Transcurrido el minuto de inspección el encargado vuelve a decir ¡NO ES CORRECTO! Y comenta con sus oficinistas los detalles que hacen obvio que el billete es una falsificación. El oficinista tras el ordenador hace unas anotaciones que quedan registradas en alguna base de datos.

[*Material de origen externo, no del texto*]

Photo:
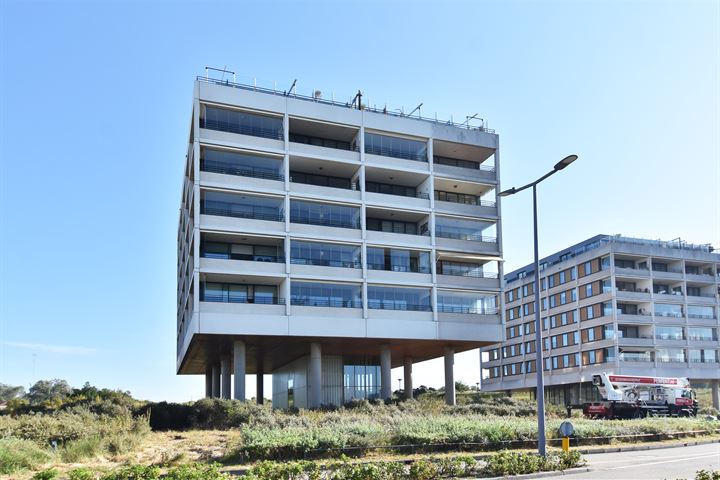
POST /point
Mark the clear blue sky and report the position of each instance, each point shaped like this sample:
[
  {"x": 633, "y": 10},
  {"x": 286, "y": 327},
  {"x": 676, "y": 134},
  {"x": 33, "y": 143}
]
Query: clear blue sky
[{"x": 95, "y": 100}]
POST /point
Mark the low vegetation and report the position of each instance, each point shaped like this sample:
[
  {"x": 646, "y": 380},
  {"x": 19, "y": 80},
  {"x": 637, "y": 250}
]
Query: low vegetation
[{"x": 59, "y": 426}]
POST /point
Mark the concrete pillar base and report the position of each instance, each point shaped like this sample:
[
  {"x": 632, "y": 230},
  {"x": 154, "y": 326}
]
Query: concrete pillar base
[
  {"x": 225, "y": 377},
  {"x": 449, "y": 376},
  {"x": 385, "y": 373},
  {"x": 315, "y": 390},
  {"x": 216, "y": 381},
  {"x": 239, "y": 370},
  {"x": 407, "y": 374}
]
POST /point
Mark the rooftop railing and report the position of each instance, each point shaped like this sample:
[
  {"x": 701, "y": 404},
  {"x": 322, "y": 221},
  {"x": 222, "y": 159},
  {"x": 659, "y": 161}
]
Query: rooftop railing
[{"x": 227, "y": 83}]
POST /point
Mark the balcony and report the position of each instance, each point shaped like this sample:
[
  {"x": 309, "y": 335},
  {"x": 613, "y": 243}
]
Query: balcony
[
  {"x": 242, "y": 128},
  {"x": 632, "y": 272},
  {"x": 636, "y": 296},
  {"x": 640, "y": 340},
  {"x": 227, "y": 168},
  {"x": 401, "y": 189}
]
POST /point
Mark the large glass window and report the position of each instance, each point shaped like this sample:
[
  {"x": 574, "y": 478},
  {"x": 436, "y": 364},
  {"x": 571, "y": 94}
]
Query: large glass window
[
  {"x": 465, "y": 229},
  {"x": 465, "y": 198},
  {"x": 324, "y": 214},
  {"x": 392, "y": 226},
  {"x": 339, "y": 295},
  {"x": 702, "y": 333},
  {"x": 669, "y": 333},
  {"x": 668, "y": 310},
  {"x": 239, "y": 293},
  {"x": 395, "y": 147},
  {"x": 392, "y": 189},
  {"x": 697, "y": 311},
  {"x": 361, "y": 382},
  {"x": 398, "y": 298},
  {"x": 242, "y": 206},
  {"x": 670, "y": 355},
  {"x": 464, "y": 269},
  {"x": 320, "y": 180},
  {"x": 238, "y": 251},
  {"x": 325, "y": 254},
  {"x": 466, "y": 302},
  {"x": 398, "y": 260},
  {"x": 241, "y": 122},
  {"x": 702, "y": 356},
  {"x": 240, "y": 163}
]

– Lo siento señora – dice el cajero – la máquina no admite su billete y yo no puedo ponerlo de mi bolsillo como usted comprenderá.
– Claro, claro – dice la señora despacio dejando el bocadillo envuelto en papel de plata sobre el mostrador y dando un paso atrás para alejarse de la cola.
– Ya lo pago yo – le digo al cajero – ¿Cuánto es?
– Son tres treinta y cinco.
– Ay hijo, qué apuro me da que suceda esto – me dice la señora.
– No se preocupe mujer, es la mejor forma de solucionarlo. Total no se va a quedar usted sin comer porque a los chinos de la máquina no les guste su billete.

Los que estamos cerca del pequeño incidente sonreímos todos, incluida la señora, que además no para de mostrar su agradecimiento.

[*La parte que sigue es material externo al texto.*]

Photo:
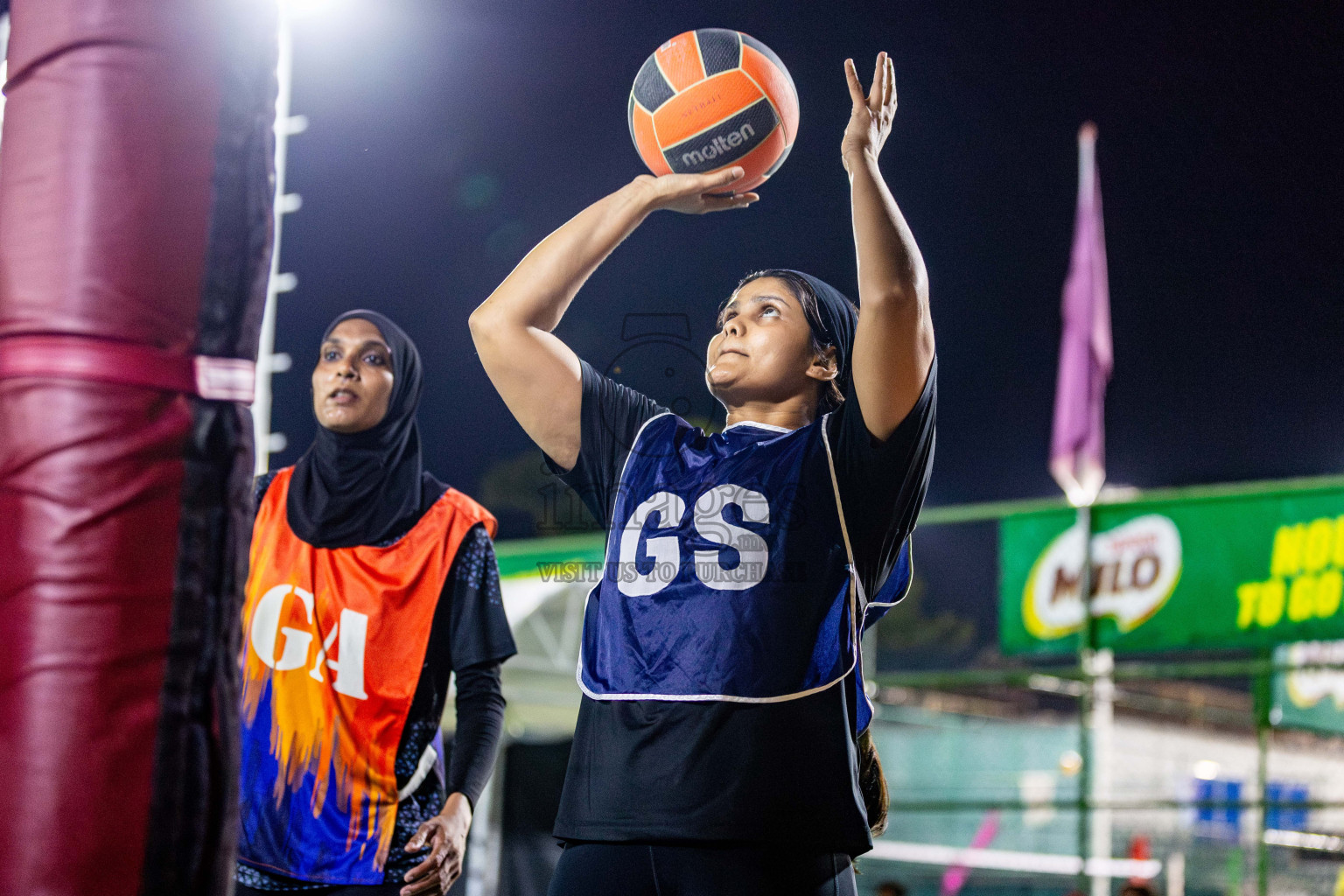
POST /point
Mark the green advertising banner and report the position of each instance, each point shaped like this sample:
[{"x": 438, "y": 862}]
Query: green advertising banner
[
  {"x": 1195, "y": 572},
  {"x": 1309, "y": 697}
]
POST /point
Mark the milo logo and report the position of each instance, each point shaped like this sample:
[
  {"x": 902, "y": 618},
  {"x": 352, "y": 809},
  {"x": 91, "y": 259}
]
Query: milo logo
[
  {"x": 1135, "y": 570},
  {"x": 1309, "y": 687}
]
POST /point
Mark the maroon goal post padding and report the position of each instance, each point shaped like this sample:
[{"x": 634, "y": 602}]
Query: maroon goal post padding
[{"x": 135, "y": 231}]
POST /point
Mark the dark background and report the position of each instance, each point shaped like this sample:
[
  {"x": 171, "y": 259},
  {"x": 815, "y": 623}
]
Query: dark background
[{"x": 448, "y": 137}]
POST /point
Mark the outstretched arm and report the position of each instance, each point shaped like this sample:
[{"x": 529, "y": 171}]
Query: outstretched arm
[
  {"x": 892, "y": 346},
  {"x": 536, "y": 374}
]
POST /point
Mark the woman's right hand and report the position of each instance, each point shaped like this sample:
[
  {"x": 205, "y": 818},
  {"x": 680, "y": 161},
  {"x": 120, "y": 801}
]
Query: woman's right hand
[{"x": 694, "y": 193}]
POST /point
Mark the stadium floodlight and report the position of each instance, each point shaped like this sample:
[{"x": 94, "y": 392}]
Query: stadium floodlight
[{"x": 286, "y": 125}]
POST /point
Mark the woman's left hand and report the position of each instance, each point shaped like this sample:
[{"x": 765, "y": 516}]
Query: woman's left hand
[
  {"x": 870, "y": 120},
  {"x": 445, "y": 835}
]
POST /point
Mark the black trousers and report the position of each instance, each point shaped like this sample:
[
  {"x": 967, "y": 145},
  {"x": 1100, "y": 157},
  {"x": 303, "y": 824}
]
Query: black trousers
[{"x": 702, "y": 870}]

Mientras tanto, en el interior de la oficina, los verificadores de billetes caminan sosegadamente o esperan pacientemente apoyados contra las barandillas de sus soportes hora tras hora que un nuevo billete se ponga tras el cristal para hacer lo que mejor saben hacer. Incansablemente.

21/01/2016

Una ensoñación: En la cresta de una duna, un Principito adulto me gritaba como un poseso. Era el Principito de los dibujos de Saint-Exupéry, pero no era un niño, sino un joven de veintitantos años. Y era un dibujo, igual que en el libro, no de carne y hueso.

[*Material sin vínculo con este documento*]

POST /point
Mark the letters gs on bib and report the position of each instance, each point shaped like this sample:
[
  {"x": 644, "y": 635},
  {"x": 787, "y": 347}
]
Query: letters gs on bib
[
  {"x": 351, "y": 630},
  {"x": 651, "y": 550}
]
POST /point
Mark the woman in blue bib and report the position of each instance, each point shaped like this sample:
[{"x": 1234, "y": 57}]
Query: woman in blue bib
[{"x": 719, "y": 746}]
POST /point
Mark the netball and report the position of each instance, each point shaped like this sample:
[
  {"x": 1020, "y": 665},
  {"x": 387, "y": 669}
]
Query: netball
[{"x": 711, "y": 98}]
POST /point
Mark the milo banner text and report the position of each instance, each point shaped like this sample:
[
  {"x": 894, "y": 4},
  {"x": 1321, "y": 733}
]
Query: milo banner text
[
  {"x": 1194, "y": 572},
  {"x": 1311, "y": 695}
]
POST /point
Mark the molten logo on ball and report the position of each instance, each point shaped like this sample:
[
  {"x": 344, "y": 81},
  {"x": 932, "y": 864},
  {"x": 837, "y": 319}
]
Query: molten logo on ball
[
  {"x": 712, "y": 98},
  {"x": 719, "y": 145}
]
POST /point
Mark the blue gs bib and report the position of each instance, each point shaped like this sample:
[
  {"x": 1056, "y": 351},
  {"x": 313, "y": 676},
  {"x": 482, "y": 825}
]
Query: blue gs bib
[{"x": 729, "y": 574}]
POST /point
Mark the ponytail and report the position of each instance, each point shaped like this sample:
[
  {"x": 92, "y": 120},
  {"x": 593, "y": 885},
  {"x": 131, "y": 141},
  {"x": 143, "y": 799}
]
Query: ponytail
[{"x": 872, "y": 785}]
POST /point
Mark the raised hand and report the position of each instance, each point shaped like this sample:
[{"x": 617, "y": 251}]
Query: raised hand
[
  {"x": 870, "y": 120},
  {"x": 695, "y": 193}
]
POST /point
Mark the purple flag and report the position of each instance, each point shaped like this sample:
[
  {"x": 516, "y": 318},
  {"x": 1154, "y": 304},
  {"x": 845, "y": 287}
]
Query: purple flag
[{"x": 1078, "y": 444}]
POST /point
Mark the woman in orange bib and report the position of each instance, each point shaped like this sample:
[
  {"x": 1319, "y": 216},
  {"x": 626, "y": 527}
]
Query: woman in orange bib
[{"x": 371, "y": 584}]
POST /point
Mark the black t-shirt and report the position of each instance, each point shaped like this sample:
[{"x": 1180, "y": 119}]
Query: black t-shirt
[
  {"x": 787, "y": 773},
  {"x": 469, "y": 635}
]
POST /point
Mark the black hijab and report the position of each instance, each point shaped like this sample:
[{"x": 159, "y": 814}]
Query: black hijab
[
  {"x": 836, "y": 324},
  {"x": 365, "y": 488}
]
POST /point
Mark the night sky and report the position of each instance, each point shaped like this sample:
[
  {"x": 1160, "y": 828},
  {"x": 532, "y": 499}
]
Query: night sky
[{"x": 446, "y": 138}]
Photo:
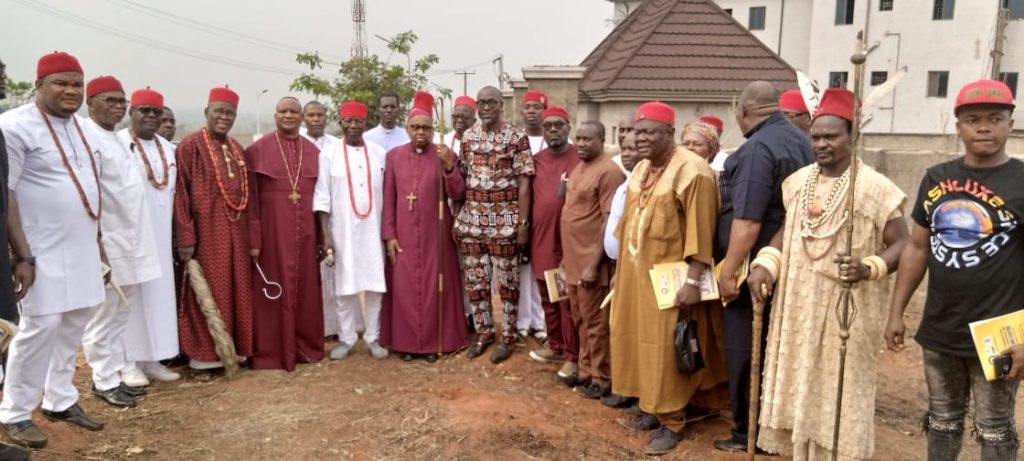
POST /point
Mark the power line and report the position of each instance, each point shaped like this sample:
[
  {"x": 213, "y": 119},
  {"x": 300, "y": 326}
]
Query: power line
[
  {"x": 214, "y": 30},
  {"x": 58, "y": 13}
]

Me gritaba con una retahíla interminable desde el centro de ese paisaje de cielo límpido azul y desierto con oleaje de dunas de color café con leche.

Según iba gritando, yo me iba alejando de él sin darle la espalda, pero no caminando hacia atrás, sino movido por la voluntad de la ensoñación. El Principito gritón quedaba cada vez más lejos y se oía cada vez menos. En algún momento, sus gritos fueron sólo un diminuto ruido en la quietud del desierto. Después desapareció por completo, de la vista y del oído.

Llegué a donde tenía que llegar, a una tienda montada con lonas, vientos y palos que daban sombra allí en medio del desierto. Estaba vestido como un jeque, con zaub y kufiya blancos y me veía más gordo de lo que soy en realidad. Acabé, en ese viaje marcha atrás que hice alejándome del Principito, recostado en un asiento confortable, indefinible en la ensoñación, mezcla de hamaca y sillón de almohadones.

Detenido mi movimiento, todo era silencio. Sólo se oía, como parte de los sonidos del desierto, la lona mecida por el viento con un ritmo tranquilo.

Dunas.

Cielo.

Brisa suave.

Entonces me quedé dormido.

12/01/2016

Estaba yo manguera en mano lavando el coche, el domingo por la tarde, que amenazaba lluvia. El vecino salió y me lo dijo, va a llover, y yo le dije que mi móvil decía que no. Nos reímos, se marchó y empecé a frotar la chapa con la escoba llena de espuma.

En esa conversación estaba bocetado el sentido de una vida, lo he sabido después.

El día que dejamos Bangladesh, después de vivir cinco años allí, teníamos el vuelo por la tarde y lo que hicimos por la mañana fue dar clases de bangla, como habíamos hecho todos los lunes y miércoles desde que llegamos.

Ahora tengo un familiar de edad avanzada que está en el hospital y que probablemente ya no salga vivo de allí. Eso me hace verme a mí mismo en esa cama, sabiendo que se me acaba el tiempo, que se me acaba como parecía que nunca sucedería y me pregunto qué voy a hacer si se me da el caso en esas circunstancias. La respuesta está en lavar el coche y en dar la clase de bangla. Lo que voy a hacer es seguir vivo hasta que muera.

No he podido evitar pensar que David Bowie habrá hecho lo mismo y habrá estado creando maravillas hasta el último momento. ¿Para qué, si no, estamos vivos?